Bundesgerichtshof
Beschl. v. 29.10.1974, Az.: 2 StR 473/74
Annahme einer Beleidigung des Angeklagten durch das später getötete Opfer bei fehlender Feststellung des Fehlens einer solchen Beleidigung
Bibliographie
- Gericht
- BGH
- Datum
- 29.10.1974
- Aktenzeichen
- 2 StR 473/74
- Entscheidungsform
- Beschluss
- Referenz
- WKRS 1974, 11870
- Entscheidungsname
- [keine Angabe]
- ECLI
- [keine Angabe]
Verfahrensgang
- vorgehend
- LG Köln - 12.12.1973
Rechtsgrundlage
Verfahrensgegenstand
Totschlag u.a.
Prozessführer
Disc-Jockey Klaus-Dieter W., ohne festen Wohnsitz, geboren am ... 1951 in L., zur Zeit in Untersuchungshaft
Der 2. Strafsenat des Bundesgerichtshofs
hat am 29. Oktober 1974 gemäß § 349 Abs. 2 bis 4 StPO
beschlossen:
Tenor:
Auf die Revision des Angeklagten wird das Urteil des Schwurgerichts beim Landgericht in Köln vom 12. Dezember 1973 mit den Feststellungen aufgehoben
- a)
im Strafausspruch des Falles II 1 der Urteilsgründe (Margot M.),
- b)
im Ausspruch über die Gesamtstrafe.
Im Umfang der Aufhebung wird die Sache zu neuer Verhandlung und Entscheidung, auch über die Kosten des Rechtsmittels, an das Schwurgericht zurückverwiesen.

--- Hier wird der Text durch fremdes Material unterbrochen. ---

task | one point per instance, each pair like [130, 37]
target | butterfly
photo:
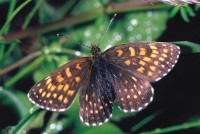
[121, 74]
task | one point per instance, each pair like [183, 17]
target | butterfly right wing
[150, 60]
[57, 91]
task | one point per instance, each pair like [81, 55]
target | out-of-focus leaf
[139, 26]
[51, 62]
[23, 124]
[184, 14]
[190, 11]
[47, 13]
[15, 99]
[107, 128]
[83, 6]
[174, 11]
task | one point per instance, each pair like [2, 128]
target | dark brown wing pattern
[150, 60]
[57, 91]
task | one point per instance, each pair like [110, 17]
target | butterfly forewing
[150, 60]
[121, 74]
[57, 91]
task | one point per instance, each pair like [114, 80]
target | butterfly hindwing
[132, 93]
[57, 91]
[97, 96]
[150, 60]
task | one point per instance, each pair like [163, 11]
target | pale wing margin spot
[133, 110]
[152, 90]
[95, 124]
[140, 108]
[125, 111]
[146, 104]
[151, 99]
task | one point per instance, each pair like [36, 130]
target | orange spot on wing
[66, 87]
[147, 59]
[149, 73]
[120, 52]
[141, 69]
[165, 50]
[55, 95]
[156, 63]
[153, 68]
[59, 78]
[68, 73]
[132, 51]
[48, 95]
[78, 67]
[155, 52]
[60, 87]
[77, 79]
[70, 92]
[53, 88]
[60, 97]
[153, 47]
[43, 94]
[49, 85]
[48, 81]
[40, 90]
[161, 59]
[141, 62]
[127, 62]
[153, 55]
[65, 100]
[142, 51]
[164, 55]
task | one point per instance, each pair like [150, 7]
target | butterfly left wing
[150, 60]
[57, 91]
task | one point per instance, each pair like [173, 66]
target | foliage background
[30, 49]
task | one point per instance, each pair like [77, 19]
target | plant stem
[80, 18]
[20, 62]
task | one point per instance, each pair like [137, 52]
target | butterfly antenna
[61, 35]
[107, 28]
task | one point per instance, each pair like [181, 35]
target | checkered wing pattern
[149, 60]
[96, 98]
[57, 91]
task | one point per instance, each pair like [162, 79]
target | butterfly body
[121, 74]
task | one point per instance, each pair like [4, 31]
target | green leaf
[16, 99]
[190, 11]
[174, 11]
[152, 23]
[184, 14]
[144, 122]
[107, 128]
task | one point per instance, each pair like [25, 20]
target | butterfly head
[95, 49]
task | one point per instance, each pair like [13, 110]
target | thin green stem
[174, 128]
[25, 122]
[66, 7]
[10, 11]
[13, 15]
[24, 71]
[80, 18]
[31, 14]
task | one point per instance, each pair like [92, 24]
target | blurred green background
[30, 50]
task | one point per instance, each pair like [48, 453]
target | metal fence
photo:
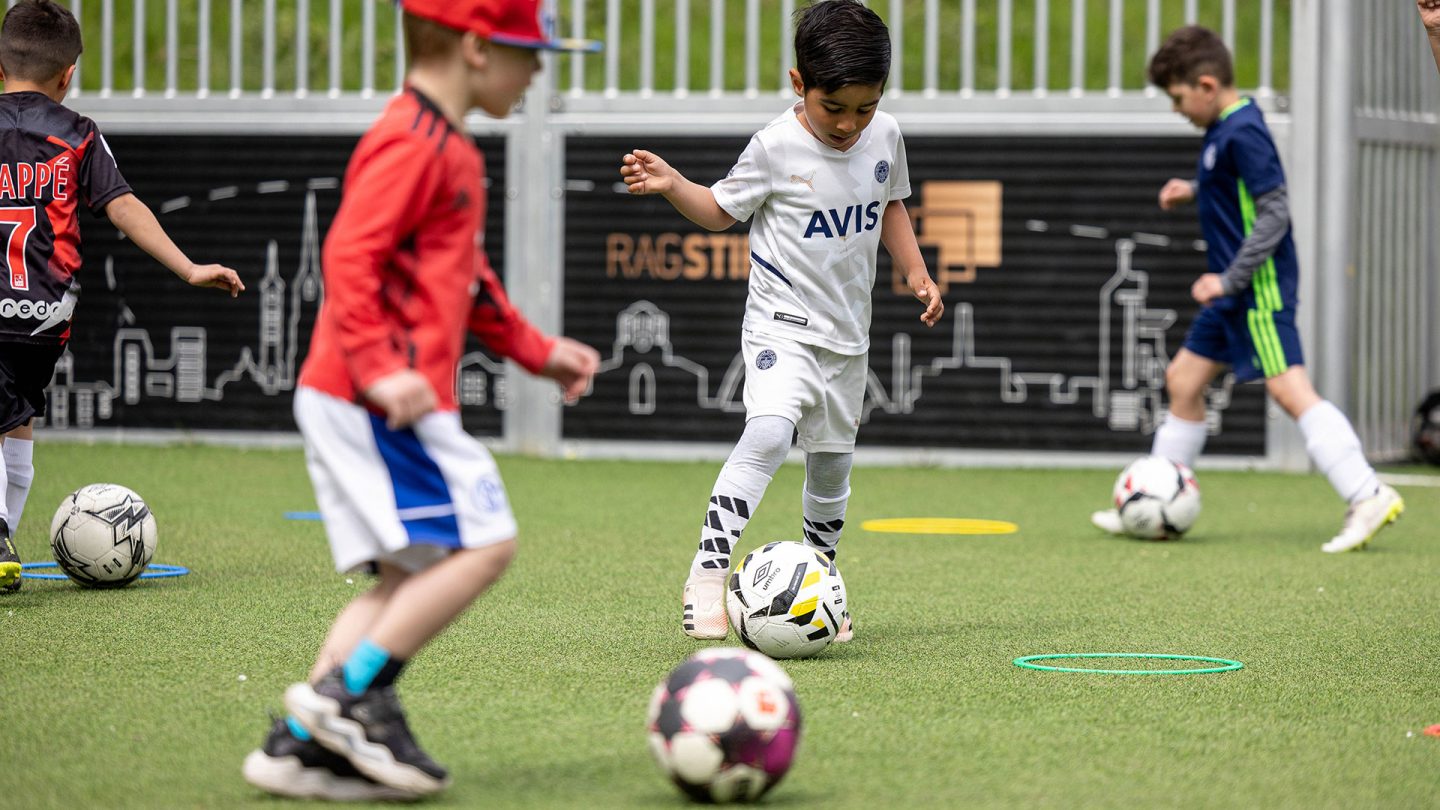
[1345, 84]
[689, 48]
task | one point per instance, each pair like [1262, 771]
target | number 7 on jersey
[23, 221]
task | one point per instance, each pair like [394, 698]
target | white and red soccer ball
[1158, 499]
[725, 724]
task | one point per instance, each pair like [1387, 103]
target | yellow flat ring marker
[939, 526]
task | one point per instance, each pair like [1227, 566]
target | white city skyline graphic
[140, 369]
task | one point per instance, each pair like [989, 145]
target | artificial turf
[151, 696]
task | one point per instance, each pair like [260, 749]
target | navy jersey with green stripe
[1237, 165]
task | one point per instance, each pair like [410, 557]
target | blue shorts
[1256, 343]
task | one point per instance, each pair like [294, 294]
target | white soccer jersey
[817, 228]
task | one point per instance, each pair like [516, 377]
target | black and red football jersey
[51, 160]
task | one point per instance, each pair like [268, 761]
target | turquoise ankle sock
[298, 731]
[363, 665]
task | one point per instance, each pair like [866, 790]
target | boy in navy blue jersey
[52, 159]
[1249, 296]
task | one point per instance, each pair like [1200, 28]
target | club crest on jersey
[848, 221]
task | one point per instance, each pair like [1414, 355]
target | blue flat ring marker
[153, 571]
[1224, 665]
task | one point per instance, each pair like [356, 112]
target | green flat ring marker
[939, 526]
[1226, 665]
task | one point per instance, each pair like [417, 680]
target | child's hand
[1175, 193]
[572, 363]
[645, 173]
[1207, 288]
[215, 276]
[928, 294]
[403, 395]
[1430, 15]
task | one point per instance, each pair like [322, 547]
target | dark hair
[38, 41]
[1188, 54]
[426, 39]
[841, 42]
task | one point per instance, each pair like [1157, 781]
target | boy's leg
[9, 558]
[1181, 437]
[1337, 450]
[19, 463]
[733, 499]
[827, 493]
[353, 711]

Die weitergehende Revision wird verworfen.
Gründe
Die Prüfung des Urteils auf Grund der Revisionsrechtfertigung hat ergeben, daß die Verurteilung des Angeklagten im Fall II 2 der Urteilsgründe (Sieglinde S.) und der Schuldspruch im Fall II 1 (Margot M.) aus Rechtsgründen nicht zu beanstanden sind. Jedoch kann der Strafausspruch im Fall II 1 nicht bestehen bleiben.
Das Schwurgericht konnte in diesem Fall nähere Feststellungen über den Tathergang und die Motive, die den Angeklagten zur Tötung der Frau M. bewogen haben, nicht treffen (UA S. 15). Andererseits kann es nicht ausschließen, daß Frau M. "den Angeklagten in sexueller Hinsicht vielleicht beleidigt oder gehänselt hat" und daß "es möglicherweise auch aus einem anderen Grund zum Streit gekommen ist" (UA S. 60). Gleichwohl halt es bei der Strafzumessung § 213 StGB für nicht anwendbar, weil "die dort genannten konkreten Milderungsgründe für die Tötung nach vorangegangener Provokation durch das Opfer nach dem festgestellten Sachverhalt nicht vorliegen" (UA S. 106). Hiergegen bestehen durchgreifende Bedenken. Kann nicht ausgeschlossen werden, daß der Angeklagte von der später Getöteten überhaupt beleidigt worden ist, und können über die Art und Schwere einer solchen Beleidigung keine Feststellungen mehr getroffen werden, so besteht jedenfalls die Möglichkeit und muß deshalb bei der Strafzumessung zu Gunsten des Angeklagten davon ausgegangen werden, daß es sich um eine Beleidigung im Sinne des § 213 StGB gehandelt hat.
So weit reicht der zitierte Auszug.